Mix wet ingredients: In another bowl, whisk eggs, granulated sugar, brown sugar, oil, yogurt (or sour cream), and vanilla until smooth.
Combine batter: Add wet mixture to dry. Stir gently until a few streaks of flour remain. Fold in zucchini and nuts (if using) until just combined.
Do not overmix.
Bake: Spread batter evenly in the pan. Bake 23–28 minutes, until the top is set and a toothpick comes out with a few moist crumbs.
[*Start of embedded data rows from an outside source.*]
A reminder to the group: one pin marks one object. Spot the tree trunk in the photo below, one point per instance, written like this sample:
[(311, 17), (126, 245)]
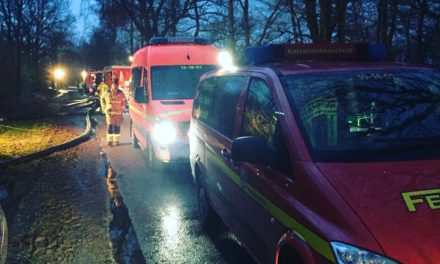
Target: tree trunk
[(295, 29), (246, 26), (420, 50), (326, 24), (312, 20), (382, 21), (341, 9)]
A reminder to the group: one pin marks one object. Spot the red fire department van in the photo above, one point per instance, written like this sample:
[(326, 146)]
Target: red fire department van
[(164, 75), (120, 72), (321, 154)]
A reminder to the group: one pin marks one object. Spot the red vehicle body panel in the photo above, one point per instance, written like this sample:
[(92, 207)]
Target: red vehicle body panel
[(375, 194), (357, 203)]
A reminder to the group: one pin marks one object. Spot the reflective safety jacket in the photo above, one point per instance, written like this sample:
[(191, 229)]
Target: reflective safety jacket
[(113, 104)]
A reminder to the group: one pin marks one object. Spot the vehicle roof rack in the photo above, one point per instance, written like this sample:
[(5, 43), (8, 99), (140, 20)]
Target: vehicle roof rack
[(178, 40), (316, 52)]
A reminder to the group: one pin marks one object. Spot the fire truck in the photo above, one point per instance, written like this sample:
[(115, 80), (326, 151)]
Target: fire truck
[(164, 75)]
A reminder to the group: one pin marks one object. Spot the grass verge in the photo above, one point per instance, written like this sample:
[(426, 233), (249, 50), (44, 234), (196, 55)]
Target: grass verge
[(25, 137)]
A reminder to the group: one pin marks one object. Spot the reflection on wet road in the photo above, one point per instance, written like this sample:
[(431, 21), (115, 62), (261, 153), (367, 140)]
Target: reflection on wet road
[(162, 208)]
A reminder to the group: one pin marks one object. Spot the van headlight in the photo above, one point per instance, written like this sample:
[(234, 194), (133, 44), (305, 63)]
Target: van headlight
[(346, 254), (164, 133)]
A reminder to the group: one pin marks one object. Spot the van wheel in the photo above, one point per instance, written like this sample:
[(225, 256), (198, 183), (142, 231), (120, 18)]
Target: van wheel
[(152, 161), (207, 216), (134, 140)]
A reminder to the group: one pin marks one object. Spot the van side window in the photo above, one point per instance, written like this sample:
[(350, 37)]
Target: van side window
[(216, 102), (260, 120), (259, 116), (136, 75)]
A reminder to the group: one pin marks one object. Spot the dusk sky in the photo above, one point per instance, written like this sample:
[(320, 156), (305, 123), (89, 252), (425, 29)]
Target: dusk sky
[(84, 15)]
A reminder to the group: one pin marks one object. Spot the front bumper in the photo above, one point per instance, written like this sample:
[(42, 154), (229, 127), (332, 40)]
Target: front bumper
[(175, 152)]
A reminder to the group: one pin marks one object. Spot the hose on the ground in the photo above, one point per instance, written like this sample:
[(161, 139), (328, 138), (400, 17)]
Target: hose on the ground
[(71, 143)]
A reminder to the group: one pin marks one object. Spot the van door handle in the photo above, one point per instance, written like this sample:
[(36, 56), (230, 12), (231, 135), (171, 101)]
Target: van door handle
[(226, 153)]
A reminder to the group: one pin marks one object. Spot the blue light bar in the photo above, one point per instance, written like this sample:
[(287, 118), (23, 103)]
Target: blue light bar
[(316, 52), (178, 40)]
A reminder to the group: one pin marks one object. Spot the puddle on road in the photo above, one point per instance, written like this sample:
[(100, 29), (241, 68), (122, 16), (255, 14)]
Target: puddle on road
[(126, 247)]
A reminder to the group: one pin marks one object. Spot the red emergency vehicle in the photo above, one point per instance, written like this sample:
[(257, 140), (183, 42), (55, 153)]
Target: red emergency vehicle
[(321, 154), (164, 75), (120, 72)]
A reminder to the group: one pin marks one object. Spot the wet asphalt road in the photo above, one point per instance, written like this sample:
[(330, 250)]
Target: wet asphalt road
[(163, 210)]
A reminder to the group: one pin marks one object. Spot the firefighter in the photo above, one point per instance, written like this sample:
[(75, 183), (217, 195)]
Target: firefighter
[(100, 91), (113, 104)]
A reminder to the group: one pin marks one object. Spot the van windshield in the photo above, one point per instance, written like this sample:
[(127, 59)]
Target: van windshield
[(368, 116), (176, 82)]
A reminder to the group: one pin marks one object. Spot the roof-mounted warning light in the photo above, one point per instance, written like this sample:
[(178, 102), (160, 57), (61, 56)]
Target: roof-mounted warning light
[(178, 40), (317, 52)]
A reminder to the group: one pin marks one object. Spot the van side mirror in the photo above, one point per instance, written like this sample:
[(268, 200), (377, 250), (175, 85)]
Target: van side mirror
[(253, 150), (140, 96)]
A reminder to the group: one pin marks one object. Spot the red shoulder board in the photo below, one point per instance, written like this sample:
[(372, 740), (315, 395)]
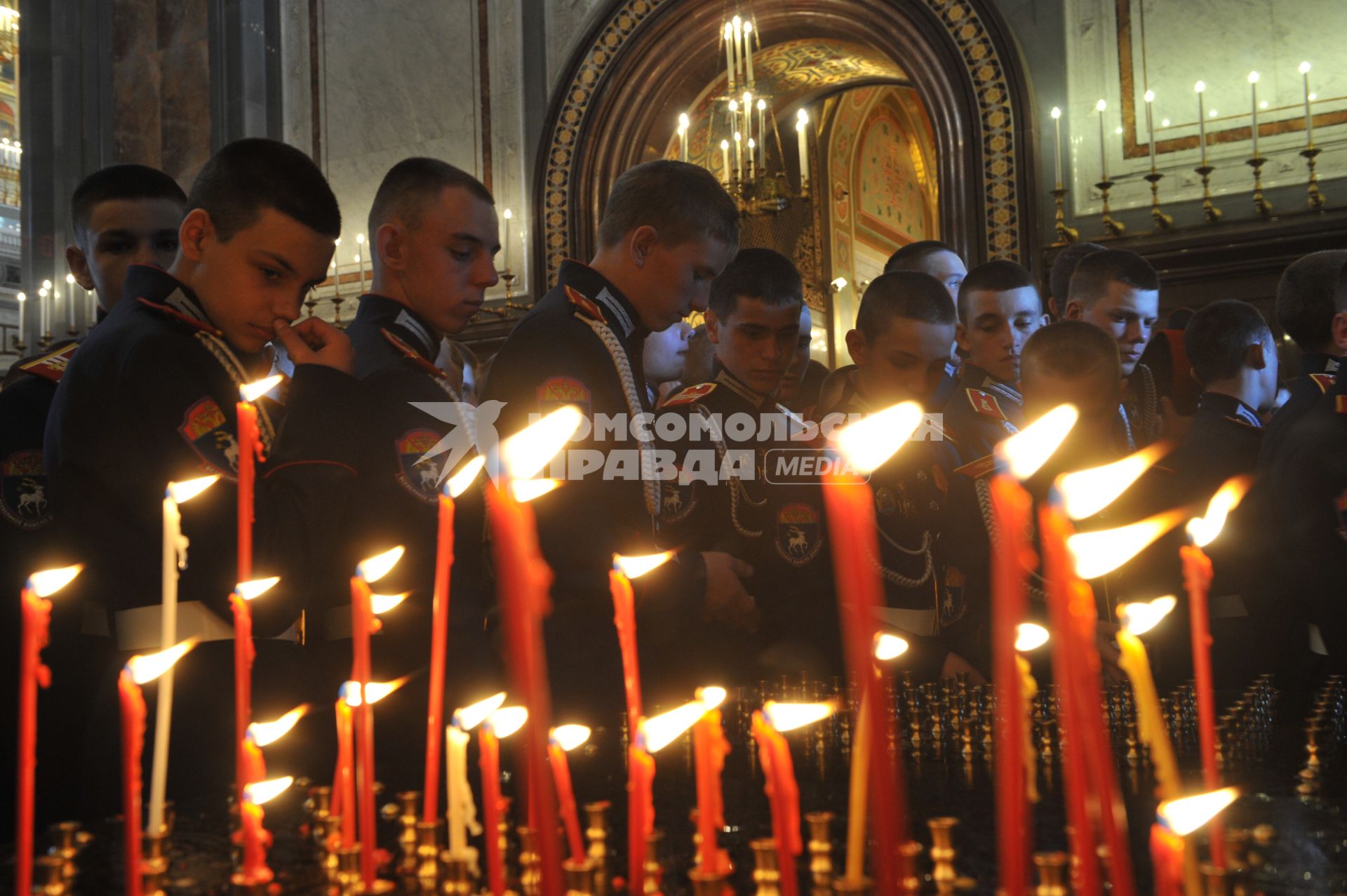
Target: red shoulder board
[(690, 394), (182, 319), (985, 403), (584, 305), (51, 366), (979, 468), (414, 356)]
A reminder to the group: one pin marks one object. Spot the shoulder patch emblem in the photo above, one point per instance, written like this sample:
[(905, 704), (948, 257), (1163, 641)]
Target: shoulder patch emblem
[(985, 403), (690, 395), (417, 473), (206, 430), (585, 306), (561, 391), (23, 490), (799, 534), (51, 366)]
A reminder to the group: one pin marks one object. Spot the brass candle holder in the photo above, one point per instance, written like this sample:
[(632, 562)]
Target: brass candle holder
[(1064, 234), (1162, 221), (1261, 205), (1316, 199), (1209, 208)]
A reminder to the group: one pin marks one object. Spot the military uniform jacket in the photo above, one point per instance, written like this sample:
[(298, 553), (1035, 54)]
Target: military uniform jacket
[(410, 407), (1306, 391), (581, 345), (982, 413), (152, 399)]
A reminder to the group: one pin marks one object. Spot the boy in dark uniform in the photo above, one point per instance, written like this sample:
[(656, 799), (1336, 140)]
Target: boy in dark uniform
[(902, 341), (1315, 319), (669, 229), (1118, 291), (150, 399), (998, 310), (434, 237), (121, 215)]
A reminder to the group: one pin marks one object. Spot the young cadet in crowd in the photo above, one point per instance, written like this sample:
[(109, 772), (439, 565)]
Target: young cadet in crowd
[(1316, 320), (998, 310), (1118, 291), (434, 237), (150, 399), (900, 345), (120, 215), (669, 229)]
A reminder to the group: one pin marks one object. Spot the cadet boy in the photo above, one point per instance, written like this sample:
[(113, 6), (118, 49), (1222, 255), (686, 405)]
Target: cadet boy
[(669, 229), (150, 399), (1118, 291), (434, 236), (900, 344), (1316, 320), (998, 310)]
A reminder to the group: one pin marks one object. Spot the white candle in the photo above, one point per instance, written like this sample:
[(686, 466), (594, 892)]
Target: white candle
[(1310, 118), (1202, 120), (1151, 131), (1104, 147), (1057, 126), (1253, 92)]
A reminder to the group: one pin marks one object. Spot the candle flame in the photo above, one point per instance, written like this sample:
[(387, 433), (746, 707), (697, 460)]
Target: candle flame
[(1029, 636), (872, 441), (48, 582), (376, 568), (1203, 530), (471, 717), (525, 490), (1188, 814), (147, 667), (266, 733), (888, 647), (1143, 616), (570, 736), (1087, 492), (528, 452), (256, 588), (264, 791), (384, 603), (460, 481), (507, 721), (638, 566), (1101, 553), (189, 490), (253, 391), (1031, 448), (786, 717)]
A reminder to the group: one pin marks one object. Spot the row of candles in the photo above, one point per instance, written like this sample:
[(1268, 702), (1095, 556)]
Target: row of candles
[(877, 805)]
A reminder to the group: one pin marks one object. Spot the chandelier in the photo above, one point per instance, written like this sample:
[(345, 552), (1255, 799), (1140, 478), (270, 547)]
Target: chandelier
[(740, 126)]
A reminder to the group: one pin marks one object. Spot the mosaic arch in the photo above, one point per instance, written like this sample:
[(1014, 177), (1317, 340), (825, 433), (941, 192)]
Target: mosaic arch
[(962, 34)]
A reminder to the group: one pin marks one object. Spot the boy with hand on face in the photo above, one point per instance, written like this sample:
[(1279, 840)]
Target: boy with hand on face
[(998, 310)]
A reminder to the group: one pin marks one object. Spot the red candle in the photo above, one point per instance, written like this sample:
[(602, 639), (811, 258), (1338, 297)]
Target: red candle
[(1010, 507), (33, 673)]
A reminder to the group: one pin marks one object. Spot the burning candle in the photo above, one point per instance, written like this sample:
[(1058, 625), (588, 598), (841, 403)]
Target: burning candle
[(500, 724), (36, 620), (250, 455), (139, 670), (244, 654), (462, 811), (1196, 575), (439, 629), (563, 740), (174, 559), (777, 768)]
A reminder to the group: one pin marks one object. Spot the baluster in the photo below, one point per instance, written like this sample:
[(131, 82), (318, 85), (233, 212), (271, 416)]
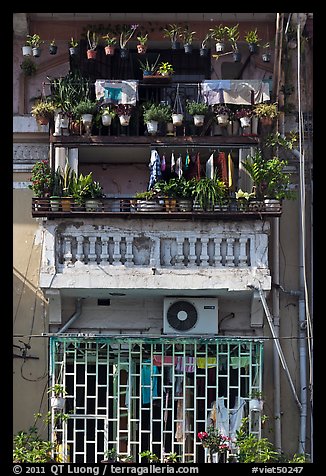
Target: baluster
[(204, 252), (229, 252)]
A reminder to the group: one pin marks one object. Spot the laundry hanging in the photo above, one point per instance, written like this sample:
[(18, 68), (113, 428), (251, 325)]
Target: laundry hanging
[(155, 169)]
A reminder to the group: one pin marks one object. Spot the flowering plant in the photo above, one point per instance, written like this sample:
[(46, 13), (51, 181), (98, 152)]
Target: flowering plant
[(124, 109), (41, 178), (214, 440), (126, 35)]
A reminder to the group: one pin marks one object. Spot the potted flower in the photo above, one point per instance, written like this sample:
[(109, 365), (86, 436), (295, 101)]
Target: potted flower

Rotate once if your oven has hot spots.
Cool slightly: Let the bars cool in the pan on a rack for about 20–30 minutes.
You want them warm but not hot before frosting.
Make the caramel frosting: In a saucepan over medium heat, melt butter. Stir in brown sugar and salt. Cook, stirring, for 2 minutes until the sugar looks glossy and starts to bubble.
Whisk in 1/4 cup cream. Simmer 1–2 minutes more, then remove from heat and let stand 3–5 minutes to cool slightly.
Finish the frosting: Whisk in vanilla. Add powdered sugar in 2–3 additions, whisking until smooth and spreadable.
If too thick, add a teaspoon of cream at a time. If too thin, add a bit more powdered sugar. The frosting should be warm and pourable but not runny.
Frost the bars: Pour the warm frosting over the warm bars.
Spread quickly with an offset spatula. The frosting will set as it cools into a soft, fudgy layer.
Set and slice: Let cool completely, about 45–60 minutes, then lift out by the parchment and slice into bars.